During this period Rubens was also called upon to negotiate in France and England on behalf of Isabella as the representative of the Spanish Netherlands. Because painters often had reason to travel to foreign courts, he was well placed to carry out secret or delicate visits without his presence arousing suspicion. He became a close confidante of Isabella who valued his advice and in 1624 Rubens was granted a patent of nobility by Isabella’s nephew Philip IV.

From 1622 to 1625 Rubens was commissioned to carry out a huge project in Paris for the notoriously difficult Maria de Medici, widow of King Henry IV of France. Two entire galleries were to be decorated with scenes from the lives of the queen and her late husband. The commission was a fraught one. Maria was awkward and changeable; and her favorite, Cardinal Richelieu, saw Rubens as a political threat. After years of wrangling, the project was abandoned half completed when Maria was banished from court.
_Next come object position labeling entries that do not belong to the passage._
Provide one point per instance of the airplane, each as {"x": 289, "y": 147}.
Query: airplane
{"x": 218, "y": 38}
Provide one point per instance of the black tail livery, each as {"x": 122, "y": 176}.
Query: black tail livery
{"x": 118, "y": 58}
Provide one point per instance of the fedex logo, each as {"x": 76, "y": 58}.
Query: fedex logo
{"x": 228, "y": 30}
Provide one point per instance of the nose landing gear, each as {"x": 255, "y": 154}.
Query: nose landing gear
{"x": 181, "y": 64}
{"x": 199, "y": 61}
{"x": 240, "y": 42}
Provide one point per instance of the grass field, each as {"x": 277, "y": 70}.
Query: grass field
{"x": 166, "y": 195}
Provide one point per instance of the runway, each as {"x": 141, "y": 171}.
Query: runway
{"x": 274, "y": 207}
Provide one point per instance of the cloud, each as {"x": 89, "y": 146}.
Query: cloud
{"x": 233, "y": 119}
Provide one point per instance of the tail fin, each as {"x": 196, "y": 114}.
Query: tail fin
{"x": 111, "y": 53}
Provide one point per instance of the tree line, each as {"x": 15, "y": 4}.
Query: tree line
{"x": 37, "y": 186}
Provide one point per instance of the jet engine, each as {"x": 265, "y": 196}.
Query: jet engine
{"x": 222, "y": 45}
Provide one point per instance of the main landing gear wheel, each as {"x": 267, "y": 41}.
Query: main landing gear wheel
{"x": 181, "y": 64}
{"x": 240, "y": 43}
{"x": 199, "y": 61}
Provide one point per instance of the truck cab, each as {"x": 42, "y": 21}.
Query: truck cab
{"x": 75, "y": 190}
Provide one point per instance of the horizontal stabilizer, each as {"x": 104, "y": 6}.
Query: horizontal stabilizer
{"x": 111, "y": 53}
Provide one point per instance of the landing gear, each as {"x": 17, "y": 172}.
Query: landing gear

In 1625 the plague reached Antwerp. Rubens moved his family to Brussels until the worst of it had passed. They then moved back to Antwerp where, to Rubens’ horror, his wife became ill and died, probably of plague. Usually, a man who prided himself on his stoicism, Rubens was devastated by the loss of ‘one whom I must love and cherish as long as I live’.

Afterwards, Rubens again threw himself into his diplomatic work in order to further distract himself.

The years 1627–1629 find Rubens in Spain on multiple artistic and diplomatic missions. On one of these occasions, King Phillip IV elevates him to the ranks of the nobility and on another, he befriends the great Spanish painter Diego Velasquez.

In 1629 Phillip IV determines that Rubens would be the perfect emissary to negotiate a peace treaty with England. He spent several months in England and while there, reacquaints himself with Anthony van Dyck, who had worked for several years as a pupil and assistant in Rubens’ workshop. He also carried out several commissions for Charles I who was a passionate collector of art. One of the commissions that Rubens received was the decoration of the roof of his new Banqueting House at Whitehall.

Last Years

After 18 months abroad, Rubens had had enough of the thankless task of politicking. He returned to Antwerp to see his children and to look after his domestic affairs. He could also dedicate himself entirely to painting. One of his most important patrons in the 1630s is King Philip IV of Spain who commissioned over 80 paintings.

In 1630, at the age of 53, Rubens married again. To everyone’s surprise he did not marry into nobility but chose Hélène Fourment, the 16 year-old daughter of a respectable merchant family. Rubens was clearly bowled over by his new wife with whom he had five children, and she figures in numerous portraits, including a version of “The Judgment of Paris” in which she appears as Venus.

During his last years Rubens spent increasing amounts of time with his new young family in his country house the Chateau de Steen. He began to paint more landscapes, all for his own enjoyment, rather than for sale.

Having suffered painfully from gout for several years, and in 1639 suffered a particularly bad attack. He died a few months later on May 30, 1640.